SUPER-POWERS AND THE SUPERPOWERS
Interrogé concernant sa décision de ne pas situer l'action de nos jours (tout se passe dans un 1985 alternatif où l'Amérique a gagné la Guerre du Vietnam et Nixon a été réélu plusieurs fois), Snyder a dit vouloir éviter d'imposer au spectateur son point de vue sur la Guerre contre le Terrorisme, laissant ainsi au public la possibilité d'y voir une analogie ou non. Malgré cela, le film paraît avoir assez clairement choisi son camp. On ne pourra pas l'accuser d'être nazi comme pour 300. Moore et Gibbons avaient beau avoir accouché de leur bébé en pleine Guerre Froide, le propos reste non moins pertinent aujourd'hui. L'une des dernières répliques dénonce l'arrivée d'un "cow-boy à la Maison Blanche" et Nixon en prend pour son grade. La Guerre Froide a été remplacée par la Guerre contre le Terrorisme mais les blocs existent toujours et la menace d'un Holocauste nucléaire n'est pas une question passée. Le cinéaste s'efforce même de nous le rappeler en incluant à plusieurs reprises la silhouette du World Trade Center dans ses panoramas de New York et la fin s'en fait d'autant plus résonnante. Cela dit, le film reste évidemment ambigu concernant certains aboutissants de ce dénouement, à l'instar de la bande-dessinée. Libre à chacun, comme devant... un test de Rorschach, de s'accorder avec le point de vue de l'un ou de l'autre à l'issue du film. Qu'il s'agisse du nihilisme du Comédien ou l'absolutisme moral de Rorschach, le détachement du Dr. Manhattan, et l'équation posée par Ozymandias, etc. Le film propose la même déconstruction du mythe du superhéros en visitant les mêmes notions qu'évoque le rôle du vigilante, le justicier expéditif.

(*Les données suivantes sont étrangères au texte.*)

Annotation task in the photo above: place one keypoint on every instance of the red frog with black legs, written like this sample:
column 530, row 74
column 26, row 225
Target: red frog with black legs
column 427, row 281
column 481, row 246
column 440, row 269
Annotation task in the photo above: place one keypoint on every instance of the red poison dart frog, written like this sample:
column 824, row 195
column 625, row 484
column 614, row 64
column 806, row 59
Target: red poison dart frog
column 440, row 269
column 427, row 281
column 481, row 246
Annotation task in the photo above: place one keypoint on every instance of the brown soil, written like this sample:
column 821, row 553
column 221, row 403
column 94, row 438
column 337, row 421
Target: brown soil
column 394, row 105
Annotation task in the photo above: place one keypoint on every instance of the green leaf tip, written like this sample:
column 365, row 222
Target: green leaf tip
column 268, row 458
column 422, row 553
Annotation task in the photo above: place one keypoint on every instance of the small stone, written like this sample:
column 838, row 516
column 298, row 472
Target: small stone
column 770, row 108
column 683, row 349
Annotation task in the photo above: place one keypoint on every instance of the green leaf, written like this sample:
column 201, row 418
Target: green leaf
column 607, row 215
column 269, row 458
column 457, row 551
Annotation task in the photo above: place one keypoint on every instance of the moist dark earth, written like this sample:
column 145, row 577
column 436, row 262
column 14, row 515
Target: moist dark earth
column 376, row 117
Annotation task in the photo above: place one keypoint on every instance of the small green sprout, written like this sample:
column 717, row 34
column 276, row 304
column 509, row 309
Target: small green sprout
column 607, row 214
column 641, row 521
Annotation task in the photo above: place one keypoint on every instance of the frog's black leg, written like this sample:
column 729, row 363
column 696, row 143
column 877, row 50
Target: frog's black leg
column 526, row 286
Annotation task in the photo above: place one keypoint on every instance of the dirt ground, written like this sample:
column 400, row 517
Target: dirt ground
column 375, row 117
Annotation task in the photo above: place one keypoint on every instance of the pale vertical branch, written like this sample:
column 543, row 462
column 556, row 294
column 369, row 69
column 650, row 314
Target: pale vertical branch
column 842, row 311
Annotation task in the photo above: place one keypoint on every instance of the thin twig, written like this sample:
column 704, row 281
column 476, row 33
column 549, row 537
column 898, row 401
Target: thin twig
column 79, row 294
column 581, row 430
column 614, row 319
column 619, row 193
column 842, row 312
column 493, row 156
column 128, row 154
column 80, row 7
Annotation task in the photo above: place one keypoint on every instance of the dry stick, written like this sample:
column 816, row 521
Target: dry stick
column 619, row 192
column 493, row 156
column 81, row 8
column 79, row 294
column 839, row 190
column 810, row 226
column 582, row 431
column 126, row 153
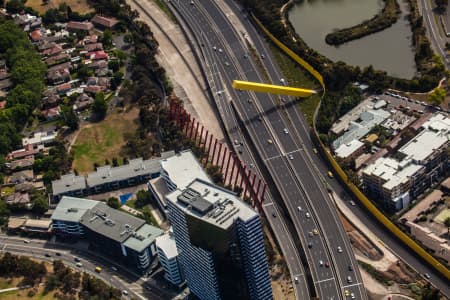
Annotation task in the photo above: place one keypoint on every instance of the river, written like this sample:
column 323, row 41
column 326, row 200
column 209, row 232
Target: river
column 389, row 50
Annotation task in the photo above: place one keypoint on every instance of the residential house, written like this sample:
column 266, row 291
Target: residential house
column 56, row 49
column 90, row 39
column 19, row 199
column 40, row 138
column 104, row 22
column 93, row 47
column 62, row 57
column 23, row 163
column 50, row 101
column 36, row 35
column 22, row 177
column 85, row 26
column 96, row 55
column 51, row 113
column 58, row 76
column 83, row 101
column 63, row 88
column 27, row 150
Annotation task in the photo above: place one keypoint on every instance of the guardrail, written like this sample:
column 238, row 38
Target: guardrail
column 341, row 174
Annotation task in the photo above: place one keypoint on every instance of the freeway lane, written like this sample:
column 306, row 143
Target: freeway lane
column 304, row 130
column 323, row 254
column 277, row 224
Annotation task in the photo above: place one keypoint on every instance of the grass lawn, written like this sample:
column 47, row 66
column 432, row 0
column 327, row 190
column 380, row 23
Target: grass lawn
column 99, row 141
column 296, row 76
column 80, row 6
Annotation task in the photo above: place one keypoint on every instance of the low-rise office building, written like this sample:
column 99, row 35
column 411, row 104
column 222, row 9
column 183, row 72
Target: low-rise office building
column 220, row 241
column 111, row 232
column 108, row 178
column 168, row 256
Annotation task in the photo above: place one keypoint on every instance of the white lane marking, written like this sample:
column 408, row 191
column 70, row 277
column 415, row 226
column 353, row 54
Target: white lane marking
column 323, row 280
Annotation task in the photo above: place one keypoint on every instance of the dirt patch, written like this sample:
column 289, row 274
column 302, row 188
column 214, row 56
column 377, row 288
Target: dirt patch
column 80, row 6
column 97, row 142
column 359, row 242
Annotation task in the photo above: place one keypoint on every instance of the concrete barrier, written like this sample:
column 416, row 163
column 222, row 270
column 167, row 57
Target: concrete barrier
column 437, row 265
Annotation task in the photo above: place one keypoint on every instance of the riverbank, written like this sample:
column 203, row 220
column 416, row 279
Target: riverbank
column 388, row 16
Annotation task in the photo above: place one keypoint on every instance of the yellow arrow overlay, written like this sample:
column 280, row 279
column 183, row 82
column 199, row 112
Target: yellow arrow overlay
column 272, row 89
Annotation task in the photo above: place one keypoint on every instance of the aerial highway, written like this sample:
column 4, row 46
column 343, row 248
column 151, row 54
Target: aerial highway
column 278, row 225
column 332, row 266
column 112, row 273
column 380, row 231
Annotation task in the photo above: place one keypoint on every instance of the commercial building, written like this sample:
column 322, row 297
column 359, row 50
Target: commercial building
column 168, row 256
column 392, row 183
column 417, row 165
column 176, row 173
column 220, row 243
column 111, row 232
column 108, row 178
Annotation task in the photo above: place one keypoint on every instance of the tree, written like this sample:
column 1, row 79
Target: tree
column 437, row 96
column 113, row 202
column 15, row 6
column 4, row 213
column 447, row 223
column 143, row 198
column 100, row 107
column 70, row 118
column 40, row 205
column 107, row 38
column 441, row 5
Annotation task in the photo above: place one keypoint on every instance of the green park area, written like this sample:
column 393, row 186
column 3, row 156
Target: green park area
column 102, row 141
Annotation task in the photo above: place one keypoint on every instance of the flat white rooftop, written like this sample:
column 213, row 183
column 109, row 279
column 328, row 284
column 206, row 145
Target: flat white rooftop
column 424, row 144
column 391, row 171
column 166, row 243
column 183, row 168
column 345, row 150
column 211, row 204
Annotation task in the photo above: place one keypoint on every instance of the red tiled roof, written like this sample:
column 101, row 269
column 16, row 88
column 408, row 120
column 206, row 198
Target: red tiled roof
column 104, row 21
column 80, row 26
column 36, row 35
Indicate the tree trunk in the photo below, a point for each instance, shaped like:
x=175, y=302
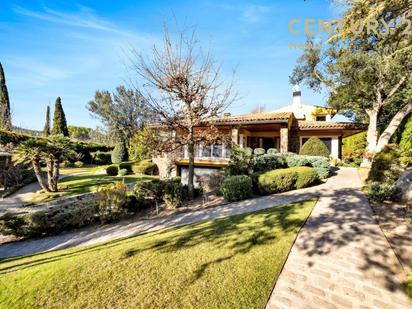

THE TIMES THEY ARE A-CHANGIN'
Esthétiquement parlant, ça reste 100% Snyder. Si l'on veut jouer franc jeu, on peut même dire que ça reste donc grossier. Lorsqu'il était élève à l’Art Center College of Design, les camarades de classe du cinéaste s'appelaient Michael Bay et Tarsem. Zack Snyder est de la même école. Il ne faut donc pas s'attendre à ce que la mise en image fasse preuve de sobriété. Cependant, l'auteur semble gagner en maturité à chaque film. Citons par exemple l'utilisation des ralentis. Dans L'Armée des morts, ils étaient assez fonctionnels. Dans 300, ils témoignaient d'une volonté d'explorer la gestion de l'espace et du temps au cours des scènes d'action. Dans Watchmen, Snyder les exploite au mieux afin de composer de véritables tableaux, continuant sur la lancée picturale de certains plans de son précédent film. Il est d'ailleurs dommage de voir qu'ici, lorsqu'il en fait usage sur les séquences d'action, ils s'avèrent plutôt superflus. Par contre, ils sont le plus appropriés lors de scènes qui se révèlent être les meilleures, celles où Snyder se réapproprie le matériau tout en l'adaptant fidèlement, les scènes qui témoignent le plus de la compréhension du matériau original par l'auteur. Il y a tout d'abord ce générique, classe et inventif, montrant l'évolution de l'univers tel qu'on le connaît, affecté par la présence de justiciers en costume, au rythme folk de Bob Dylan (générique qui n'est pas sans rappeler celui, déjà en rupture, de L'Armée des morts), et donc la séquence retraçant le passé du Dr. Manhattan, magnifique segment envoûté par une partition de Philip Glass. Deux morceaux de bravoure aux choix musicaux parlants. Une telle bande originale, constituée de classiques (Simon & Garfunkel, Jimi Hendrix, Mozart), pourra paraître lourd aux yeux de certains. Le film requiert du spectateur une adhésion au parti-pris certes pesant de Snyder mais qui, si la pilule passe, n'en est que plus poignant.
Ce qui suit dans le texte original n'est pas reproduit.